Já foi o tempo em que os velhos "paus de arara" intensificavam o movimento migratório para os grandes centros urbanos do país. Se hoje o êxodo rural já não tem o mesmo fluxo de outrora, ainda que em outros meios de locomoção mais modernos, os efeitos dessa concentração nas grandes metrópoles são cada vez mais visíveis.
A tragédia que marca a vida das pessoas que vivem de ocupações irregulares vai muito mais além da queda do edifício que desabou em São Paulo. Por entre as cinzas e os destroços revela-se uma mazela que se arrasta faz tempo: o inchaço das grandes cidades.
Por ser o destino final da maioria daqueles que fugiram da seca nas regiões norte e nordeste do Brasil há décadas passadas, São Paulo hoje registra os piores indicativos para o déficit habitacional que acomete outras cidades que também se tornaram o destino dessa massa de retirantes.
Como bem declarou o prefeito de São Paulo, Bruno Covas, após o incêndio e queda do edifício do Largo do Paissandú, se existem mesmo cerca de 70 prédios públicos invadidos e habitados irregularmente na capital paulista, o desafio para solucionar o problema certamente é maior do que se imagina.
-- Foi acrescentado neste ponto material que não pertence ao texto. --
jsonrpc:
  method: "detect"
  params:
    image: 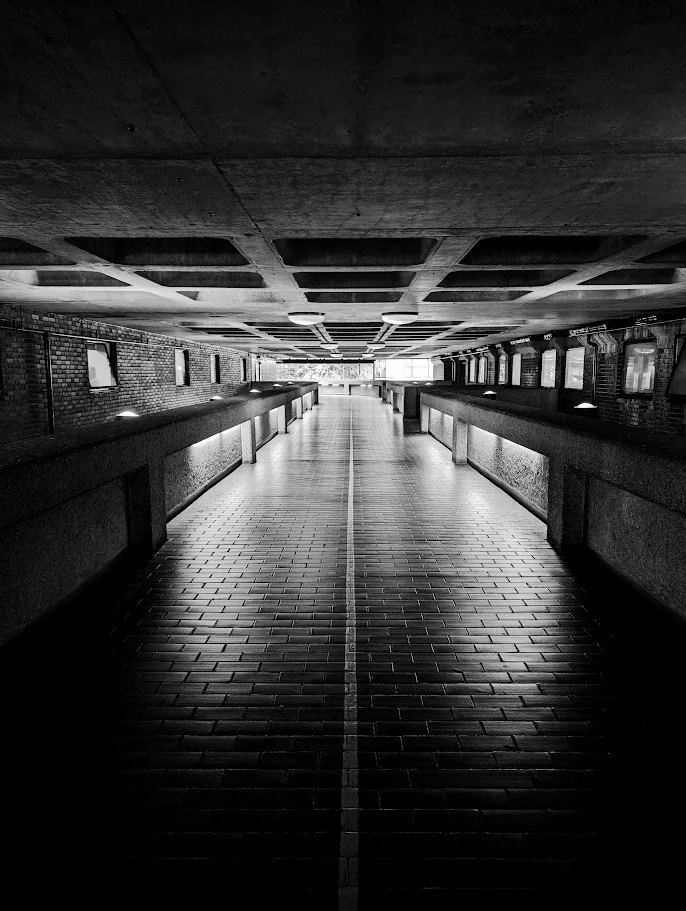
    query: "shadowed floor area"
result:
[2,396,685,909]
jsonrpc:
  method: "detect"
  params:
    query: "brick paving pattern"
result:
[3,397,684,911]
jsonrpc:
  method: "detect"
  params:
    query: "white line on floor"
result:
[338,406,359,911]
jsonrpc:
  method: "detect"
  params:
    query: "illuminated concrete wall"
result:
[467,426,548,513]
[586,478,686,614]
[429,408,453,449]
[255,409,279,447]
[164,427,242,513]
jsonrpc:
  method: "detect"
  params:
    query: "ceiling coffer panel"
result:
[274,237,436,266]
[67,237,248,268]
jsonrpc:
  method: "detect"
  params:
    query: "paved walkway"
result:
[3,397,683,911]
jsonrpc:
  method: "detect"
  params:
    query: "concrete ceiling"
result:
[0,0,686,357]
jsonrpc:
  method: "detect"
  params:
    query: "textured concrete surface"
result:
[0,478,129,642]
[586,478,686,617]
[0,397,685,911]
[0,0,686,359]
[164,427,241,513]
[467,427,548,513]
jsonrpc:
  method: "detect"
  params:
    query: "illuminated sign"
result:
[569,323,607,336]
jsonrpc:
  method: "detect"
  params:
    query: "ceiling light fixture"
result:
[287,310,326,326]
[381,310,419,326]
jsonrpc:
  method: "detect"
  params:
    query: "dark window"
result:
[541,348,556,389]
[622,342,657,395]
[174,348,191,386]
[86,342,117,389]
[498,354,507,386]
[667,335,686,395]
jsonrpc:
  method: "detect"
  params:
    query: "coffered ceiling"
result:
[0,0,686,358]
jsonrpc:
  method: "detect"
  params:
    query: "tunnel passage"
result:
[3,396,683,909]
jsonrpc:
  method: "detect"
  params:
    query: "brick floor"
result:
[2,397,685,911]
No caso específico do prédio que caiu, muitos moradores daquela unidade já tinham sido deslocados de outra comunidade também destruída por incêndio, o que demonstra a falta de interesse do poder público para solucionar o problema.
Se antes não havia nenhum programa que abarcasse essa massa que veio para ficar, as administrações que vieram depois também não criaram nenhum mecanismo que adequasse a prestação dos principais serviços públicos à nova demanda que só aumentava cada vez mais. Por isso que além de escola e hospital, não há casa para todo mundo nessa metrópole chamada São Paulo.
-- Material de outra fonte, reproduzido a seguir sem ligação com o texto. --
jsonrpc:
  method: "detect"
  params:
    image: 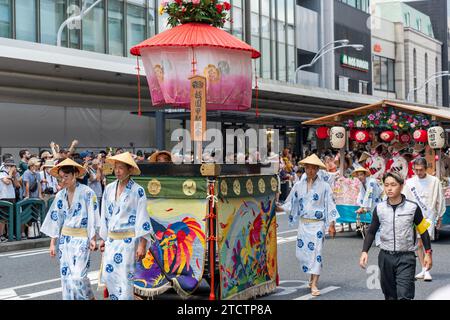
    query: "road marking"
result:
[0,270,100,300]
[293,286,340,300]
[0,248,49,258]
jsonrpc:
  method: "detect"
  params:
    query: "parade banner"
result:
[134,178,208,297]
[217,176,278,299]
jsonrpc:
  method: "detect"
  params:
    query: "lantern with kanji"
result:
[413,129,428,143]
[316,127,330,140]
[380,131,395,142]
[428,127,445,149]
[355,130,370,143]
[130,23,261,110]
[330,127,345,149]
[398,132,411,144]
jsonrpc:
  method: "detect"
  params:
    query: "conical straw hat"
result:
[50,158,86,177]
[299,154,327,169]
[352,167,371,177]
[358,151,371,162]
[106,152,141,176]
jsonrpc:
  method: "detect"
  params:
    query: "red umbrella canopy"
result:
[130,23,261,59]
[130,23,261,111]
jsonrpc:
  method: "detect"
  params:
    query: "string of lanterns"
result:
[316,126,446,149]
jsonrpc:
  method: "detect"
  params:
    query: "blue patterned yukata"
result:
[286,177,339,275]
[41,183,100,300]
[100,179,152,300]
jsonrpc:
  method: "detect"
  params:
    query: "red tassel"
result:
[136,56,142,117]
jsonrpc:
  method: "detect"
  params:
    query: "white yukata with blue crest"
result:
[285,177,339,275]
[100,179,152,300]
[41,182,100,300]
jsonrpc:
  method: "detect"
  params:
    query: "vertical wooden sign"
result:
[189,76,206,163]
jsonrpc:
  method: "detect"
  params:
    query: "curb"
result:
[0,238,50,252]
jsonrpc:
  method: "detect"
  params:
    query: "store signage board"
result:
[341,54,369,72]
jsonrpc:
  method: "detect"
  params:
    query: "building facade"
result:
[0,0,384,153]
[372,2,443,106]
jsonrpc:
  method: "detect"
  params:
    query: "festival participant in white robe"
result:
[403,158,446,281]
[364,143,386,181]
[41,159,100,300]
[277,154,339,296]
[100,152,152,300]
[386,141,408,180]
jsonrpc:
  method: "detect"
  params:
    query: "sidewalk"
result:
[0,238,50,252]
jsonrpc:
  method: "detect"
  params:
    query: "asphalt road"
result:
[0,215,450,300]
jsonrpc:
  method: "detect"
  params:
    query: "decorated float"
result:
[111,0,278,299]
[303,100,450,229]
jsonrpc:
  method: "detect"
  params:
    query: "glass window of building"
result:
[373,56,395,92]
[127,0,146,55]
[67,0,81,49]
[15,0,37,42]
[81,1,105,53]
[0,0,12,38]
[39,0,67,47]
[108,0,124,56]
[387,59,395,92]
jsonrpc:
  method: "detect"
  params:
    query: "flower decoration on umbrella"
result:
[159,0,231,28]
[344,108,433,132]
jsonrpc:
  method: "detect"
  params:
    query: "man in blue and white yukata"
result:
[277,154,339,296]
[100,152,152,300]
[41,159,100,300]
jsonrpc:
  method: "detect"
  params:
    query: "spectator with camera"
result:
[17,149,31,176]
[0,158,20,242]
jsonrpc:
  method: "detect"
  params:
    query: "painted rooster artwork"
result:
[134,201,206,296]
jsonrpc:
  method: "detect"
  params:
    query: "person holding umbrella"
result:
[100,152,153,300]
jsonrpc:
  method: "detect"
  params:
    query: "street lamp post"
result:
[56,0,103,47]
[295,39,364,83]
[406,71,450,103]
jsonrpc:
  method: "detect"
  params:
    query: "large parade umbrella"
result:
[130,23,261,110]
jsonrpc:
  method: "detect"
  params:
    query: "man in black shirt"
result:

E aquele velho jogo de empurra só piora a situação, pois, além dos governos estadual e municipal, a esfera federal também tem sua cota de culpa e responsabilidade.
Na época em que se intensificava o fluxo de migrantes provenientes de regiões afetadas pela seca, as administrações da cidades de origem não tinham condições de assentar seu próprio povo, e o governo federal, ciente da urgência de um grande projeto para fixar o homem do campo em seus domínios, não teve força e vontade política para implementar, por exemplo, a obra de transposição da águas do Rio São Francisco, que até hoje se arrasta por força do choque de interesses políticos nas localidades contempladas pelo empreendimento.
Por conta disso, cidades como São Paulo, Rio de Janeiro e outras capitais do país tiveram crescimento demográfico desproporcional à oferta de serviços públicos à população.
Dentro do espectro das ocupações irregulares, apenas a questão do déficit habitacional se destaca, mas é claro que a reboque disso a precariedade dos demais serviços vem à luz dessa realidade.
As comunidades carentes de todos os centros urbanos do país ilustram perfeitamente esse cenário, onde a exclusão e o descaso norteiam a vida das pessoas dessas localidades, que só diferem de imóveis habitados irregularmente pela dimensão maior, pela geografia, mas com a mesma distância do poder público, demonstrando que o déficit habitacional nos maiores centros urbanos do Brasil é muito maior do que se parece.